Catching Up With The Cage, Part 2: Ghost Rider: Spirit of Vengeance and Drive Angry

Ghost Rider: Spirit of Vengeance

There is so much good to be done with Ghost Rider: Spirit of Vengeance, so much glee in its conceptual bones and in every ounce of its credentials, and it is altogether a crushing disappointment. Not an awful film, mind you, or at least not awful for the reasons we might expect, but it is most certainly not the film it could have been. To understand why, let us do our duty and note a thing or two about the film as it existed in the mind of a hopeful would-be fan of exploitation cinema, or as it existed before it was actually, you know, released.
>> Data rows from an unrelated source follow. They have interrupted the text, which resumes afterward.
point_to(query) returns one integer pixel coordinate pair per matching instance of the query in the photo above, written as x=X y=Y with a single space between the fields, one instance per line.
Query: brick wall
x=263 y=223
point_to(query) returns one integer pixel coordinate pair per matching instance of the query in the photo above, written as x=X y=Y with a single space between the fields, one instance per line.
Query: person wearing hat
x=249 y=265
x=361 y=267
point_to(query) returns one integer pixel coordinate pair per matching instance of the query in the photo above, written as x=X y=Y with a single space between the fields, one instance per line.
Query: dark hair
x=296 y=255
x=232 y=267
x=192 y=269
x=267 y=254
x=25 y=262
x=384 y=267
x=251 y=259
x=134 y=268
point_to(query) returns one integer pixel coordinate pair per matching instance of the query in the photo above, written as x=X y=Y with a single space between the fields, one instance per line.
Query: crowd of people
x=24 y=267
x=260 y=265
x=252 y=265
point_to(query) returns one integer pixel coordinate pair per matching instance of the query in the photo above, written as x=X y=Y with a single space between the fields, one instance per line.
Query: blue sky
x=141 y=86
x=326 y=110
Obviously, part of the conceptual appeal is simply the Ghost Rider name, painting sweet nothings of umlaut-encrusted, hell-blazing devil horn fairies in the minds of grungy teenagers all across the land. But getting excited for this particular Ghost Rider before release had more than wishful thinking to go on. We had the divine meeting, the one foretold in the prophecies! Well, truth be told, Werner Herzog and Nicolas Cage already made Bad Lieutenant, and what a melding that was! But the second most divine of all meetings was still in order. I suppose “Mark Neveldine and Brian Taylor, those two restless souls who directed the Crank movies” meeting the one and only Cage isn’t quite up to the same level of potential as Cage meeting the one and only Herzog. But if Cage needs anything, he needs a visionary to stoke the fires of hell in him, to give him a placebo that fills the place of whatever muse beckons forth his mind, and to push him over the deep end to the point where his lunacy becomes a force of nature, a pure fact, incapable of being adorned with adjectives of any kind, for they distract from the purity of Cage himself. If nothing else, Neveldine and Taylor were those cartoon visionaries, the minds behind the video-game-by-way-of-Looney-Tunes Crank films, and the perfect guiding force for a subject, and an actor, that was basically Bugs Bunny by way of Motorhead anyway. Our dreams had come true, and nothing less than the finest slice of pop-surrealist cinema this side of Un Chien Andalou was to be brought forth into the world.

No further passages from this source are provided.